当前位置:网站首页>Neon Optimization: an optimization case of log10 function
Neon Optimization: an optimization case of log10 function
2022-07-07 01:14:00 【To know】
NEON Optimize :log10 Optimization case of function
NEON Optimization series :
- NEON Optimize 1: Software performance optimization 、 How to reduce power consumption ?link
- NEON Optimize 2:ARM Summary of optimized high frequency instructions , link
- NEON Optimize 3: Matrix transpose instruction optimization case ,link
- NEON Optimize 4:floor/ceil Optimization case of function ,link
- NEON Optimize 5:log10 Optimization case of function ,link
- NEON Optimize 6: About cross access and reverse cross access ,link
- NEON Optimize 7: Performance optimization experience summary ,link
- NEON Optimize 8: Performance optimization FAQs QA,link
background
In the calculation of audio samples , It is often necessary to convert the amplitude value to the logarithmic domain , It involves a lot of log operation , Here is a summary of improvement log Some optimization methods of operation speed .
log10 Function description
- Input :x>0, Floating point numbers
- Output :log10(x), Floating point numbers
- Peak error (Peak Error):~0.000465339053%
- Root mean square error (RMS Error):~0.000008%
An optimization method
Yes log10 The operation is carried out NEON The basic basis of optimization is :log10 The operation can be expanded into polynomials by Taylor approximation , And then according to IEEE Floating point storage format , Perform table lookup operation on relevant data , Into multiplication and addition , Speed up the calculation .

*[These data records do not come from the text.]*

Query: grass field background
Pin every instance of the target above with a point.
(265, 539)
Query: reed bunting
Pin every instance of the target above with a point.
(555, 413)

The polynomial coefficients are expanded as follows :
const float LOG10_TABLE[8] = {
// 8 length
-0.99697286229624F, // a0
-1.07301643912502F, // a4
-2.46980061535534F, // a2
-0.07176870463131F, // a6
2.247870219989470F, // a1
0.366547581117400F, // a5
1.991005185100089F, // a3
0.006135635201050F, // a7
};
Optimized version 1
The optimization method is from logarithmic operation to look-up table and polynomial fitting , The calculation process is analyzed as follows :
- step1
- A = a4 * x + a0
- B = a5 * x + a1
- C = a6 * x + a2
- D = a7 * x + a3
- step2
- A := A + B * x^2
- C := C + D * x^2
- step3
- F = A + C * x^4 = a0 + a4 * x + a2 * x^2 + a6 * x^3 + a1 * x^4 + a5 * x^5 + a3 * x^6 + a7 * x^7
- Common operator :
x, x^2, x^4
From principle to code implementation , The code is as follows :
float Log10FloatNeonOpt(float fVarin)
{
float fTmpA, fTmpB, fTmpC, fTmpD, fTmpxx;
int32_t iTmpM;
union {
float fTmp;
int32_t iTmp;
} aVarTmp1;
// extract exponent
aVarTmp1.fTmp = fVarin;
iTmpM = (int32_t)((uint32_t)aVarTmp1.iTmp >> 23); // ride 2^-23 narrow , take 32-9=23 The height of 9 position
iTmpM = iTmpM - 127; // reduce 2^8-1=127, Take the inverse
aVarTmp1.iTmp = aVarTmp1.iTmp - (int32_t)((uint32_t)iTmpM << 23); // Subtract multiply 2^23 Restored value , Take out the index
// Taylor Polynomial (Estrins)
fTmpxx = aVarTmp1.fTmp * aVarTmp1.fTmp;
fTmpA = (LOG10_TABLE[4] * aVarTmp1.fTmp) + (LOG10_TABLE[0]); // 4: a1 0: a0
fTmpB = (LOG10_TABLE[6] * aVarTmp1.fTmp) + (LOG10_TABLE[2]); // 6: a3 2: a2
fTmpC = (LOG10_TABLE[5] * aVarTmp1.fTmp) + (LOG10_TABLE[1]); // 5: a5 1: a4
fTmpD = (LOG10_TABLE[7] * aVarTmp1.fTmp) + (LOG10_TABLE[3]); // 7: a7 3: a6
fTmpA = fTmpA + fTmpB * fTmpxx;
fTmpC = fTmpC + fTmpD * fTmpxx;
fTmpxx = fTmpxx * fTmpxx;
aVarTmp1.fTmp = fTmpA + fTmpC * fTmpxx;
// add exponent
aVarTmp1.fTmp = aVarTmp1.fTmp + ((float)iTmpM) * (0.3010299957f);
return aVarTmp1.fTmp;
}
Optimized version 2
The optimization method is to version 1 The internal multiplication and addition operations in are done in parallel .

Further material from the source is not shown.